Multinomial Naive Bayes

Overview

In machine learning, naive Bayes classifiers are a family of simple “probabilistic classifiers” based on applying Bayes’ theorem with strong (naive) independence assumptions between the features. (from wikipedia) Multinomial naive bayes is one of classic naive bayes variants mostly used in document classfication. Each sample represents by the feature vector in which certain events have been counted in multinomial model.

The two parts of multinomial navie bayes algorithm including training and prediction is given as below:

1. Training Stage: count the number of times word term or feature appears across all the training samples, Nyi. And also the number of distinct features in all sample as well as the total number of all features Nyin certain class is counted, respectively. The maximum likelihood probability is the ratio of Nyito Ny, which is one matrix. The prior probability is the ratio of the number of each class to the total number of sample, which is one vector. Additive Laplace smoothing would be used in real applicaton for features not present in the training sample so that zero probabilities can be prevented in the furture classfilier.
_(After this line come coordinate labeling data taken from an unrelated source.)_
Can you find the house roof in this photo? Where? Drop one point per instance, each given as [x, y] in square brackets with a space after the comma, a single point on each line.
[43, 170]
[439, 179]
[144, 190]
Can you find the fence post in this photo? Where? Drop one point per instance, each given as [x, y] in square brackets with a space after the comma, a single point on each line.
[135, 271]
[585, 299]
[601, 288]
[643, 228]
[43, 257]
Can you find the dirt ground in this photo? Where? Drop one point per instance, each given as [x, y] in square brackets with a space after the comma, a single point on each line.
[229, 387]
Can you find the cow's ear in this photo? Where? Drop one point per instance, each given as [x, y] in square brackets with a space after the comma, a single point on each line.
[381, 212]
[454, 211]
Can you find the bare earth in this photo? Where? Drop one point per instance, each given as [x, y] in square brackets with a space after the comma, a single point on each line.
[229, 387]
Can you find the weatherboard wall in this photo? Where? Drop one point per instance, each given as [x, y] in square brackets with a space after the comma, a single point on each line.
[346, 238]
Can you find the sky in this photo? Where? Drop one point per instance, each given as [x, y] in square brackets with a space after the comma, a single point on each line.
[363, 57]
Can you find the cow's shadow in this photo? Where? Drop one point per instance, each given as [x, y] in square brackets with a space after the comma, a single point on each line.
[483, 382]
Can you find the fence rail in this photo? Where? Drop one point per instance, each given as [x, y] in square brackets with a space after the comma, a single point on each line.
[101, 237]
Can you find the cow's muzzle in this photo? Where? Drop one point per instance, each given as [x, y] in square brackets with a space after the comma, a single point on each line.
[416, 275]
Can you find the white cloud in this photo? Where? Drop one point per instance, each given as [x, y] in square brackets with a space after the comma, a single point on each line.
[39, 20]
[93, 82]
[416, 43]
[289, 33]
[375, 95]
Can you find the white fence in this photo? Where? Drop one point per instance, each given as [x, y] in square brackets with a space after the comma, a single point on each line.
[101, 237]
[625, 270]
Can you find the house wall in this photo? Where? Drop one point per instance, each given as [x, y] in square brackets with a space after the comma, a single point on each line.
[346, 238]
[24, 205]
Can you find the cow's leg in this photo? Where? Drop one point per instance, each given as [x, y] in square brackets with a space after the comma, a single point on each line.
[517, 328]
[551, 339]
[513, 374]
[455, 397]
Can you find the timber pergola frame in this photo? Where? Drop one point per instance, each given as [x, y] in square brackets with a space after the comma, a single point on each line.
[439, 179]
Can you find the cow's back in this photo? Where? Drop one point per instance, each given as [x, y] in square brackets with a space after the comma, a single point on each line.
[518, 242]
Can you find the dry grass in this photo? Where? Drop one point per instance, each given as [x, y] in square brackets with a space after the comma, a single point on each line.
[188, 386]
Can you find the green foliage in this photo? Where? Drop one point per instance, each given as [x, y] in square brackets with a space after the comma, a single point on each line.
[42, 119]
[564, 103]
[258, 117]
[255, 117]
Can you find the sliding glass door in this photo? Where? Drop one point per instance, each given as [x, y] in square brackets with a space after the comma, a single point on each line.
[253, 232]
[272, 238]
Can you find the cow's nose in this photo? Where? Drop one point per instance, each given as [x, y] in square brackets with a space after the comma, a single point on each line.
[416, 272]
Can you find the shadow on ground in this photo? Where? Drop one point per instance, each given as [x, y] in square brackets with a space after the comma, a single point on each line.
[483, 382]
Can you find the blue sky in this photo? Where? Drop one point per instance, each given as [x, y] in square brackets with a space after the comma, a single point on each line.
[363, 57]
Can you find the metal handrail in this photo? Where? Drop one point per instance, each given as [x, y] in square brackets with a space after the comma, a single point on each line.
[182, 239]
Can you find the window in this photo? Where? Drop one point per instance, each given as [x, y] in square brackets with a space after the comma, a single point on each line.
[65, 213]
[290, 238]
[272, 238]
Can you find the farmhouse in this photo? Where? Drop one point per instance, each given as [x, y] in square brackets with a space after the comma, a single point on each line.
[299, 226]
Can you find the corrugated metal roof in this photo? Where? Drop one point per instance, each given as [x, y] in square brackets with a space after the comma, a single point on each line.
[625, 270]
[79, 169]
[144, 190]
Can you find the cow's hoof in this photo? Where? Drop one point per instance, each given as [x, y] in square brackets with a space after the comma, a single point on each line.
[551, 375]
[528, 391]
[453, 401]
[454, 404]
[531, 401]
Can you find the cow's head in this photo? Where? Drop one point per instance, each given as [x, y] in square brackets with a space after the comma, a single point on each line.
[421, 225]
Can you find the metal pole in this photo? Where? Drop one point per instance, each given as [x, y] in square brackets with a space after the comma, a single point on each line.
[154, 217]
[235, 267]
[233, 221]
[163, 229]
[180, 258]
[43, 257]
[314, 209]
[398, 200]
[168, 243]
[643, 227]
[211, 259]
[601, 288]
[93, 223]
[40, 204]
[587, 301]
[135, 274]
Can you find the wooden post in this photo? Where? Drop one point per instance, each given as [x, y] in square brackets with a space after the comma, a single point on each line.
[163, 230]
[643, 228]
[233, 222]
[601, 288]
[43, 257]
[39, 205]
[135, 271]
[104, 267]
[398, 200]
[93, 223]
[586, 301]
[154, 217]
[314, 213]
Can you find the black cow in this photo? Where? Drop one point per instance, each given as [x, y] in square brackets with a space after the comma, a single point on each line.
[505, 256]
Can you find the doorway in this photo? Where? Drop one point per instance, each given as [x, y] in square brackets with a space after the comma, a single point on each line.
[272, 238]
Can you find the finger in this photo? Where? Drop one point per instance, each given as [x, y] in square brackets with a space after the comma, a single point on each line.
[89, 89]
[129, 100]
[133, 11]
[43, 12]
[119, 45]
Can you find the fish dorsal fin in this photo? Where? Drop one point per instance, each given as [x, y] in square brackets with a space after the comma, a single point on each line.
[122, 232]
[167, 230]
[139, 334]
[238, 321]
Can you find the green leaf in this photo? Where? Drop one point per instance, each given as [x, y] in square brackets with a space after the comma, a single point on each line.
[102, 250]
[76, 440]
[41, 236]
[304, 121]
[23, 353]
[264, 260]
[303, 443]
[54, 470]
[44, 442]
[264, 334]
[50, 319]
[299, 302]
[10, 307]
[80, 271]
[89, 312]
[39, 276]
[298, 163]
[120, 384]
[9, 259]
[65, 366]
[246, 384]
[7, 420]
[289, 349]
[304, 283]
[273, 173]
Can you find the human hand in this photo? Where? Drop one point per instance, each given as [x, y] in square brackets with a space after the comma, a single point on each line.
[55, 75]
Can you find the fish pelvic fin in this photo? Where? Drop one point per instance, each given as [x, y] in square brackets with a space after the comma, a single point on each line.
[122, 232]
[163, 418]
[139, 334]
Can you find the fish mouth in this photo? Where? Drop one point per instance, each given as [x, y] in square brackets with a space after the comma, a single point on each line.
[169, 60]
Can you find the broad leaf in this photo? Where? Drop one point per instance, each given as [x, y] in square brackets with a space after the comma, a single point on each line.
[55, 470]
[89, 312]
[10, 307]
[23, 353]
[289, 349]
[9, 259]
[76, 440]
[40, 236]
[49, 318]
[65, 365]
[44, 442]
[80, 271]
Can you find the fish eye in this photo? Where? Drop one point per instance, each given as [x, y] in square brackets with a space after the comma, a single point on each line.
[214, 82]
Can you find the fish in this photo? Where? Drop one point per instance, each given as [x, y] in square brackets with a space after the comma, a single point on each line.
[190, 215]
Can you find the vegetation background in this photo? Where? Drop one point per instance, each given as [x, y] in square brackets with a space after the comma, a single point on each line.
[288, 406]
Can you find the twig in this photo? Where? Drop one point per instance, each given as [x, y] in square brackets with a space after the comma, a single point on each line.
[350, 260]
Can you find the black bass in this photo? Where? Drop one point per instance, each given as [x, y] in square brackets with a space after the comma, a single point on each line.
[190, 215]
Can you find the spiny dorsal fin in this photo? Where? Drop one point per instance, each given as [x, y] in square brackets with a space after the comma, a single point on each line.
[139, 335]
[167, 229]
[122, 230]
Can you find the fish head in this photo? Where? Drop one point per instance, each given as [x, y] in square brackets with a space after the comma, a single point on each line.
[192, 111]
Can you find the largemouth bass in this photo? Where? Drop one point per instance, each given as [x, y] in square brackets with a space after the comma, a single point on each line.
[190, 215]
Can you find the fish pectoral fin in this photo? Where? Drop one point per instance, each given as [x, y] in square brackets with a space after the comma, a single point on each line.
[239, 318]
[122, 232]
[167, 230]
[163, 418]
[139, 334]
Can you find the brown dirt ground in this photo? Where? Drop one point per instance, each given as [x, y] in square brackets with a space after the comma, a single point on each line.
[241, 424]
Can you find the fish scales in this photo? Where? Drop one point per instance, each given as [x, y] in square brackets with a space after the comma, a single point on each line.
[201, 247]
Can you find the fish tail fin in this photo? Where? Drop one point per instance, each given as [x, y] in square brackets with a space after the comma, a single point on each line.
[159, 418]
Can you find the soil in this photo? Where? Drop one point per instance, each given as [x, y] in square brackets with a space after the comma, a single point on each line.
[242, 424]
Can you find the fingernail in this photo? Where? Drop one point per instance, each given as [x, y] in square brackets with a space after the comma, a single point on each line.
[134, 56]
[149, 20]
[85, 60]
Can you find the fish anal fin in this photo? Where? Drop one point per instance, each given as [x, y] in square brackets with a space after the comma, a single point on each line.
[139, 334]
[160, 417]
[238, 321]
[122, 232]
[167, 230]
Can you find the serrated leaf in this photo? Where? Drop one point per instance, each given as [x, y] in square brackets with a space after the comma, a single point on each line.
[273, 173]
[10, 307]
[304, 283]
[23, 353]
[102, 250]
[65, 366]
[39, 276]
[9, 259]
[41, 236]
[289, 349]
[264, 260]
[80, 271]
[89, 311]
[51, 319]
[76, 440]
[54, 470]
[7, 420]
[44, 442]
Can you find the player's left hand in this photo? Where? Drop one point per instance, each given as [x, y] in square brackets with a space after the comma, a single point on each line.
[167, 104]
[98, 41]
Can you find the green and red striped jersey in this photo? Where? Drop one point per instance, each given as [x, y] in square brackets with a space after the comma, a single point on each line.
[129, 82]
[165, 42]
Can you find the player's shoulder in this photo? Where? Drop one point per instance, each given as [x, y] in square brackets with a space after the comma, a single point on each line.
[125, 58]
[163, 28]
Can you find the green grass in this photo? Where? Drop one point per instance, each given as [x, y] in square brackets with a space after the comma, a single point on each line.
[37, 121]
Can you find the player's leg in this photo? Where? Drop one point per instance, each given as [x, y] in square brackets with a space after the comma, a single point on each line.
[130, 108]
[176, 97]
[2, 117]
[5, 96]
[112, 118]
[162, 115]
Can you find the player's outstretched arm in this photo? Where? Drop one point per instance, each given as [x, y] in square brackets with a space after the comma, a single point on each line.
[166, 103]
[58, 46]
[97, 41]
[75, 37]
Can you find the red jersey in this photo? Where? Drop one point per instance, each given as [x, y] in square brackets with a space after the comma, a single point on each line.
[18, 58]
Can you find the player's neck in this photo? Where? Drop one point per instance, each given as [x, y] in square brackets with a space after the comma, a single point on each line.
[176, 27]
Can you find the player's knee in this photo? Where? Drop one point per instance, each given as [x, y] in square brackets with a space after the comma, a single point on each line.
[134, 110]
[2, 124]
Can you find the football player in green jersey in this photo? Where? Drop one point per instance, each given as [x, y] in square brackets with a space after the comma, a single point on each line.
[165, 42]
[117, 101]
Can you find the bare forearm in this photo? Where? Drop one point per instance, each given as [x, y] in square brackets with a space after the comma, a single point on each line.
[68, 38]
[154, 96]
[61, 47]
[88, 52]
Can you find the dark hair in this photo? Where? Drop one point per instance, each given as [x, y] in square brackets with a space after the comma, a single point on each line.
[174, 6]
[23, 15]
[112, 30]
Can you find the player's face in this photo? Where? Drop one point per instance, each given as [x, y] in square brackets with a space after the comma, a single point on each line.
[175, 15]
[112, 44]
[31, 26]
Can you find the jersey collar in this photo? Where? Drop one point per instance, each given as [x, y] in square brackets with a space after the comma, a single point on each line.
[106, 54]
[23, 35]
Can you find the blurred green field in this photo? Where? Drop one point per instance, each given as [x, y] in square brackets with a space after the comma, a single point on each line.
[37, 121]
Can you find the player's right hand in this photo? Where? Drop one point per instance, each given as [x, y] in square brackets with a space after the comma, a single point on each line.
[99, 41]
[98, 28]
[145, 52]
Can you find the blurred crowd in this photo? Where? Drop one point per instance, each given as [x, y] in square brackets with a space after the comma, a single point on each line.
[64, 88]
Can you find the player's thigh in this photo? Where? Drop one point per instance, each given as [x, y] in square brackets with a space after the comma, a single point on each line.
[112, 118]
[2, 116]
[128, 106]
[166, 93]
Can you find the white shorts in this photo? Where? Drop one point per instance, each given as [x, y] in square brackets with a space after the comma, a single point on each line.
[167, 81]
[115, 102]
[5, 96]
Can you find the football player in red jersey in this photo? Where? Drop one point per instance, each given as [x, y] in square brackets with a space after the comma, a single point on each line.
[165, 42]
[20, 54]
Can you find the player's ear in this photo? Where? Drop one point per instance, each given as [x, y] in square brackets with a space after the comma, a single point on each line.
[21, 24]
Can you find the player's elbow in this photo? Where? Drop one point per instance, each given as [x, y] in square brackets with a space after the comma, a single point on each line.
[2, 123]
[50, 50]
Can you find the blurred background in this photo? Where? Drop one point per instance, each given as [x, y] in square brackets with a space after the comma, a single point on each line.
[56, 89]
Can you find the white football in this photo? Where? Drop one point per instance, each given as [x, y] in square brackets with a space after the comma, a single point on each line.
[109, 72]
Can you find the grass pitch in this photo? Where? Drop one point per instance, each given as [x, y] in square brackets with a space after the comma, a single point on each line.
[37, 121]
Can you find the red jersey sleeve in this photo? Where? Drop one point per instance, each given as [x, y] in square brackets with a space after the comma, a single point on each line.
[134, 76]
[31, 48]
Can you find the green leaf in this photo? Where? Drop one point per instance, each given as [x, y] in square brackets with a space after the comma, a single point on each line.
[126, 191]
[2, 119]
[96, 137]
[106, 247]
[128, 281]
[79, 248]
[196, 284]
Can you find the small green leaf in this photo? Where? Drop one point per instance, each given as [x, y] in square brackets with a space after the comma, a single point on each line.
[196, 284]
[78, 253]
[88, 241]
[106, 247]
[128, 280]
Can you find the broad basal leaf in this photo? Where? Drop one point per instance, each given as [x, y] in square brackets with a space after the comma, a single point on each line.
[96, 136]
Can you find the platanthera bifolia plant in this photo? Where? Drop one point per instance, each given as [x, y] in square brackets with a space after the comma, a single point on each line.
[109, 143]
  1. Prediction Stage: for each test sample, the argmax function of the likelihood probability matrix multiply by its feature vector as well as the prior probability vector will get its classification result. And the matrix multiplication can be transformed into matrix addition by the logarithm pre-process.

Implemention

The naive bayes training is one general primitive to acclerate multinomial naive bayes utilizing the advantage of high bandwidth in Xilinx FPGA. The top diagram is shown as below. Workload is distributed based on LSBs of feature value of one sample to processing data path, so that each path can work independently. The dispatcher and merge module is feed by compact data format in 64-bit stream. Each 64-bit can be compounded of 12-bit class (from 0), 20-bit feature (from 1) and 32-bit count value. And the input feature vector can be sparse or dense. The end -1 of each sample must be tagged in 20-bit feature slot.

The counter module is responsible for counting the number of times feature appears across all the sample. And the collect module will count the number of all feature for certain class. All statictis result in each data-path will be gather in the following module. Finally, the logarithm result of likelihood and prior probability will be streamed out, respectively.

Train Primitive

The following figure has been shown as the top structure of naive bayes classfiler. The training model will stream in firstly before the actual prediction process. The whole training model will be cached on on-chip memory. Only the 32-bit count value in test sample would be streamed into the classfiler primitive. And only dense feature vector is supported. The matrix multiplication would be handled in the tree cluster module. The argmax module would predict the result for each sample.

Predict Primitive

Resource Utilization

The hardware resource utilization of naive bayes training (8 channels) and predict (4 data-path and 8 channels) primitive is shown in the table below (synthsis at 300MHz).

Primitive LUT Register BRAM URAM DSP
Train 71553 77280 190 256 469
Predict 75234 70702 64 256 411

Benchmark Result on Board

Meanwhile, benchmark results at 267MHz frequency on Alveo U200 board with 2019.2 shell are shown as below:

Dataset samples classes features Spark (4 threads) Spark (8 threads) Spark (16 threads) Spark (32 threads) Spark (56 threads) FPGA (:ms)
RCV1 697614 2 47236 6937 (18.6X) 7751 (26.2X) 5636 (12.6X) 6500 (22.0X) 5425 (12.2X) 371
webspam 350000 2 254 4676 (21.9X) 5823 (22.6X) 6869 (40.4X) 5381 (20.1X) 5848 (35.3X) 214
news20 19928 20 62061 4249 (361X) 4728 (453X) 4256 (319X) 4388 (332X) 4308 (391X) 12

Attention

For the training primitive, some padding-zero 64-bit data would be added into the input multi-channel data stream when the total length of feature vector for all sample cannot be divided evenly by 8 including the ending -1 tag. And the multiplication of the number of class and feature cannot be greater than 2 million so far. For the predict primitive, the sampe padding-zero 32-bit data would also be added when the length of feature vector for each sample cannot be divided evenly by the number of channel. And the multiplication of the number of class and feature cannot be greater than 1 million.